Es curioso en las cosas que te pones a pensar cuando limpias la casa. Debe ser por que se necesita poca labor intelectual para limpiar. Como no sea si mover o no, un bibelot dos centímetros más a la derecha o a la izquierda.
El otro día, mientras limpiaba, me acordé de algo cuyos detalles (sólo los detalles) creía tener casi olvidados. Me hizo gracia recordarlo.
Yo tendría como 17 años. Los domingos por la mañana íbamos al Rastro de Madrid.
La estatua de Cascorro en el Rastro
Quedaba con algunos amigos y dábamos una vuelta por la zona de la ropa de segunda mano. Sin saberlo, tenía una especial predilección por la ropa vintage. Yo era tan moderno que no me vestía en El Corte Inglés. Y ZARA no existía. No digamos H&M.
Una concurrida calle del Rastro madrileño
Rebuscábamos en los puestos de ropa usada a la espera de encontrar alguna joya. Un día era una camisa blanca antigua de esas con el pecho duro, de frack, que me pondría con unos vaqueros Levi's 501 viejos y rotos. O unas gafas de sol de montura transparente azul eléctrico y de forma muy vanguardista. Otro día unos zapatos negros con puntera afiladisima. O unos pantalones grises pitillo de pinzas de los cincuenta, corbatas estrechas, una chaqueta de smoking (tuxedo) o una colcha de brocado de algodón de seda.
También camisas de algodón de cuadros de los 50, de esas con muchísima caída. Nunca sabía lo que encontraría.
Otro día, me compré un broche preciosísimo de un murciélago de plata montado sobre un fondo que era como una vidriera.

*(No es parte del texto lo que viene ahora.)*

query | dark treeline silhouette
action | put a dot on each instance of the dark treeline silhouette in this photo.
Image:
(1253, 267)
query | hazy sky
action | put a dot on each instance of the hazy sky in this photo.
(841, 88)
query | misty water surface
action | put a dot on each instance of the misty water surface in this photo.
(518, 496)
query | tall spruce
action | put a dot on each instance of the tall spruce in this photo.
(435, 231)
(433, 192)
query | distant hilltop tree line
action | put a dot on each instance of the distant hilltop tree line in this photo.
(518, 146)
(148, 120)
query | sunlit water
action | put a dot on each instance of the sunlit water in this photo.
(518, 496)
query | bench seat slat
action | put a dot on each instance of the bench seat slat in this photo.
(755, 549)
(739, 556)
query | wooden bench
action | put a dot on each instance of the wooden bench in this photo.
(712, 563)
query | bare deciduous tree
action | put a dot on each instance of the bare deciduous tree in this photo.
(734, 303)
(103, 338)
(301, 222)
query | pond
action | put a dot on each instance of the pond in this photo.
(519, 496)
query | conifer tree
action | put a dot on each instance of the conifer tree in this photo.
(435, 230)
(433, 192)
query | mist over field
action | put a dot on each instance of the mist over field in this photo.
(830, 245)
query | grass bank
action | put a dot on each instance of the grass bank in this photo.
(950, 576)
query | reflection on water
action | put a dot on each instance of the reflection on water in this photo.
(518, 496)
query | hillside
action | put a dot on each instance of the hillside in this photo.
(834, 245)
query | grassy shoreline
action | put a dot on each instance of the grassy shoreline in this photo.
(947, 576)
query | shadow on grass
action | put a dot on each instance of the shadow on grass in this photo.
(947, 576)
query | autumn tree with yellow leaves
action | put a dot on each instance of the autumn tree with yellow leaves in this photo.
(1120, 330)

A mí me gustaba pensar que había pertenecído a Carmilla, de Le Fanu.

Carmilla, intentando hacer de las suyas.
Lo perdí en una noche de locura, baile y alcohol en la disco.
Juré en arameo. No me olvido de él.
Al terminar las compras, todos los amigos nos reuníamos en LA BOBIA. Era un café-bar muy antiguo que formó parte indiscutible de lo que fue "La movida madrileña". Durante toda la semana, unos pocos pensionistas eran el público habitual. El enorme local permanecía prácticamente vacío. La inmensa mayoría de sus mesas de mármol, libres. Los domingos al mediodía, era otra cosa.
LA BOBIA se atestaba de tal manera de gente, que no era fácil encontrar mesa libre ni circular entre las sillas. Todos éramos jóvenes. Jóvenes y modernos a más no poder. Había artistas, actores, músicos, diseñadores, punks... un crisol de inquietas tendencias y estilos, pero todos jóvenes y modernos.

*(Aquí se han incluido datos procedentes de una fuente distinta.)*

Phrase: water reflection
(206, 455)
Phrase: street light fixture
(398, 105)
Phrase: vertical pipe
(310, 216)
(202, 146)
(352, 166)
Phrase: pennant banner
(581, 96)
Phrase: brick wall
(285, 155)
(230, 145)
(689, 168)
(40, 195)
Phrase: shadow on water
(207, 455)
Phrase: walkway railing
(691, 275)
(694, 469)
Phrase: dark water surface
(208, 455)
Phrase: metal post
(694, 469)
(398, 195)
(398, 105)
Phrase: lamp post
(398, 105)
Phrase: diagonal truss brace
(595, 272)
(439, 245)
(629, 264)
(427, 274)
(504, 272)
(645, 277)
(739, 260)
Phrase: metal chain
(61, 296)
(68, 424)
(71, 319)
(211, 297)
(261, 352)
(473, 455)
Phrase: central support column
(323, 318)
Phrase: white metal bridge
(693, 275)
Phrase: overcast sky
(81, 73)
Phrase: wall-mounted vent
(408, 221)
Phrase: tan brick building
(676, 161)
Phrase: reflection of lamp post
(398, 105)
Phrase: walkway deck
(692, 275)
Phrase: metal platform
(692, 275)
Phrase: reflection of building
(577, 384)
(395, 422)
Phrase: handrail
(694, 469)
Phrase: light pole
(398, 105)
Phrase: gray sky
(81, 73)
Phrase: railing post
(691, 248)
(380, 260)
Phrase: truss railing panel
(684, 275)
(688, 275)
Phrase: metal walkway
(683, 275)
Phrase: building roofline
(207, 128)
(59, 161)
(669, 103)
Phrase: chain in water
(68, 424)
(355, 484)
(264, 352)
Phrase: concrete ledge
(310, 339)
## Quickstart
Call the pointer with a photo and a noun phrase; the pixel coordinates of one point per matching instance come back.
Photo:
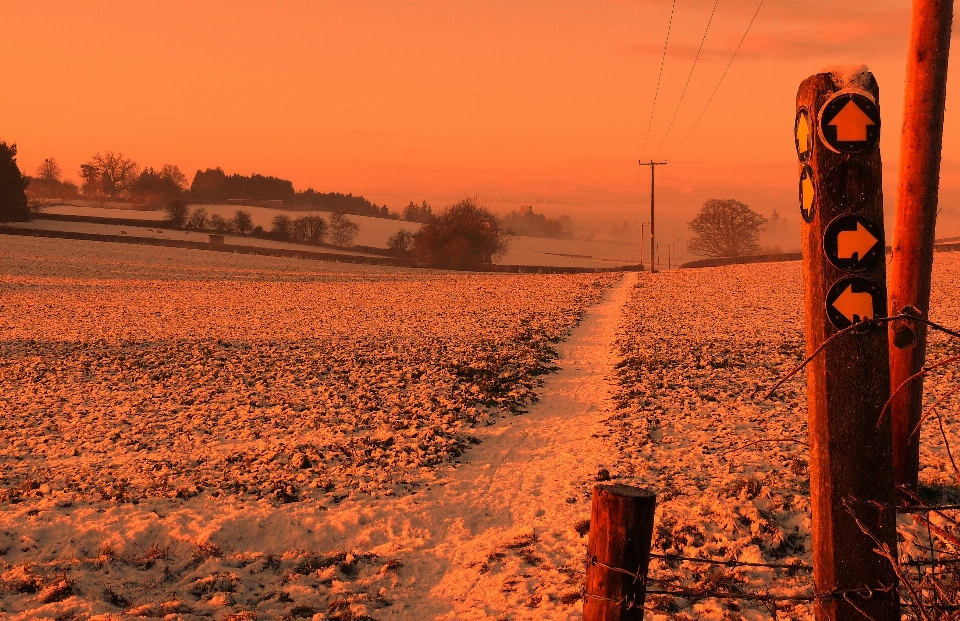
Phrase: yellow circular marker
(803, 135)
(808, 194)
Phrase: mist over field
(358, 312)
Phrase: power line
(742, 39)
(657, 91)
(689, 75)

Foto de Alberto García Alíx, del exterior de La Bobia
Podías ver a Alaska, Almodóvar, Fanny (ahora Fabio) McNamara...
Eran los tiempos de Ouka Leele.

De las Costus.

De la sala Rockola. Recuerdo el concierto de Almodóvar y McNamara. Según un amigo, el peor del año, pero el más divertido. Almodóvar arrojaba polvorones al público y este se los devolvía desmigados. Una lluvia de polvorones caía en el escenario y Almodóvar gritaba: "¡Pero si son de Estepaaaa...!".
![[pedro_almodovar_mcnamara2.jpg]](http://1.bp.blogspot.com/_BtRYYa2A_rs/RsGfROVJIsI/AAAAAAAAAG8/UKFMU_ONRW0/s400/pedro_almodovar_mcnamara2.jpg)
¡Que aspecto tan lamentable!
A la derecha, abochornado, Bernardo Bonezzi
El propio Pedro Almodóvar para el primer y único Lp de “Almodóvar & McNamara”, decía:
"Con el disco esperamos llegar a los más bajos fondos de las listas de éxitos, porque nosotros estamos de acuerdo con nuestros enemigos en que merecemos lo peor."
Recuerdo que otro amigo, ante mi escándalo, le tocó el culo a May y esta se volvió diciendo: "¿¡Pero que hace este hombre!?" Como si fuera una señora burguesa del barrio de Salamanca.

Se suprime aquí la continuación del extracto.